Quantitative PCR analysis was performed to validate the expression of two genes identified as differentially expressed based on the NanoString analysis using TaqMan Gene Expression Assays (Applied Biosystems, Cat no. 4448892, SAA1 Hs00761940_s1, and CXCL3 Hs00171061_m1) and the ViiA 7 quantitative RT-PCR (qRT-PCR) machine (Applied Biosystems). Two housekeeping genes, GAPDH and ACTB (Applied Biosystems, Cat no. 433182 [Hs02758991_g1 and Hs001060665_g1]), were used for all samples. Gene expression was reported as the change in the cycle threshold (−2ΔCt, normalized to housekeeping genes).

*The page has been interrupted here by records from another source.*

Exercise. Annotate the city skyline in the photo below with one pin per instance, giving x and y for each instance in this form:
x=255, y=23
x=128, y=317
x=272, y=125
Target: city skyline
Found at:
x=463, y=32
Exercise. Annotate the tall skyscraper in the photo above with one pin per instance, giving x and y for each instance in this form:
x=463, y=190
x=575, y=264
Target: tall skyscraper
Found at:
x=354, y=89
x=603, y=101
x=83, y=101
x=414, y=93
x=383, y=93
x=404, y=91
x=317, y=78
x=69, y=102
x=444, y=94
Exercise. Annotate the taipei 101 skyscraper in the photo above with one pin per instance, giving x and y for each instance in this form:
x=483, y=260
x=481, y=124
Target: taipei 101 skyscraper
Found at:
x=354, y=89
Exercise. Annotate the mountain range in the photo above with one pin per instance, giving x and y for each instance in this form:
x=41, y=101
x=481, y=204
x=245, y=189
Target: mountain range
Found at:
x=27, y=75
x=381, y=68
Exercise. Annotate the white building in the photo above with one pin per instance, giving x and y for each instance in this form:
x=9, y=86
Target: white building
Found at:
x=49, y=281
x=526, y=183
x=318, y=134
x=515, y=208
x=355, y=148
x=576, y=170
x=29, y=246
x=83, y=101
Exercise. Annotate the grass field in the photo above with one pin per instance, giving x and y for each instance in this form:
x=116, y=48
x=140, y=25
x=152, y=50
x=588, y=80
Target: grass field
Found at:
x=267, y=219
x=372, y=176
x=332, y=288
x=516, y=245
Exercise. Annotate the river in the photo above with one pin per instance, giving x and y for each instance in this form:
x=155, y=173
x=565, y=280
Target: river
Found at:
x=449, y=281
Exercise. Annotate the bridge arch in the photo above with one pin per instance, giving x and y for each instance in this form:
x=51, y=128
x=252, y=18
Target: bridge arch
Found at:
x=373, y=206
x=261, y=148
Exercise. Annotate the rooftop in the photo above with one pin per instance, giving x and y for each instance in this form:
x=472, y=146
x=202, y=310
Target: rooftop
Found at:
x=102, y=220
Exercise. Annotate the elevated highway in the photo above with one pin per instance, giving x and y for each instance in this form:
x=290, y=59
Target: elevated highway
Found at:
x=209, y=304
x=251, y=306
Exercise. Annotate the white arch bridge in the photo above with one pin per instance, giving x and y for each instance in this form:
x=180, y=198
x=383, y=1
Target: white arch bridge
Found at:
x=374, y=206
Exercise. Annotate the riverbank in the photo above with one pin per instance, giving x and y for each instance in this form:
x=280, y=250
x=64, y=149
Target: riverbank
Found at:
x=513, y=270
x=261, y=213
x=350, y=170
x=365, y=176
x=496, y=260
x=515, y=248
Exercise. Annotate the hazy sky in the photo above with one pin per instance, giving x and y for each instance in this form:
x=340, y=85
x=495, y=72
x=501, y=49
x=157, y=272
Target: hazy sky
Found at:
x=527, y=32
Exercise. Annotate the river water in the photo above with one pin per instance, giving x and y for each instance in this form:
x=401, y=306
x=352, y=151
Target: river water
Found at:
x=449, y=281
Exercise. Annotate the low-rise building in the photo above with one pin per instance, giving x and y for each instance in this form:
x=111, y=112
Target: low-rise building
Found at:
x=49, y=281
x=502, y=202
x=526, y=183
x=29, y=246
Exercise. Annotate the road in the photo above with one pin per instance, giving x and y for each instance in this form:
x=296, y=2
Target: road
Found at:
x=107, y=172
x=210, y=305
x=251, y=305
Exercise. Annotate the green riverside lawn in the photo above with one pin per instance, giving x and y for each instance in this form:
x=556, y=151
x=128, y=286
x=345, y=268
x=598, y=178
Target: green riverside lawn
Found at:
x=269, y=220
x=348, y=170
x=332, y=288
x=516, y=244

The rectal cancer tissue microarray was generated from FFPE blocks. GeoMx Spatial proteomics were performed on the tissue array using NanoString workflows and protocols with the immune core, immune cell phenotyping, and immune activation panels. Slides were stained with pan-cytokeratin and CD45 Abs and imaged, and regions of interest were chosen in a blinded fashion for capture of probes. A total of 48 regions of interest was selected from at least seven patients from each group. Data were processed and analyzed with help from the Oregon Health & Science University (OHSU) NanoString core facility per established NanoString protocols. Background-corrected, normalized counts were used for comparisons between the sample groups.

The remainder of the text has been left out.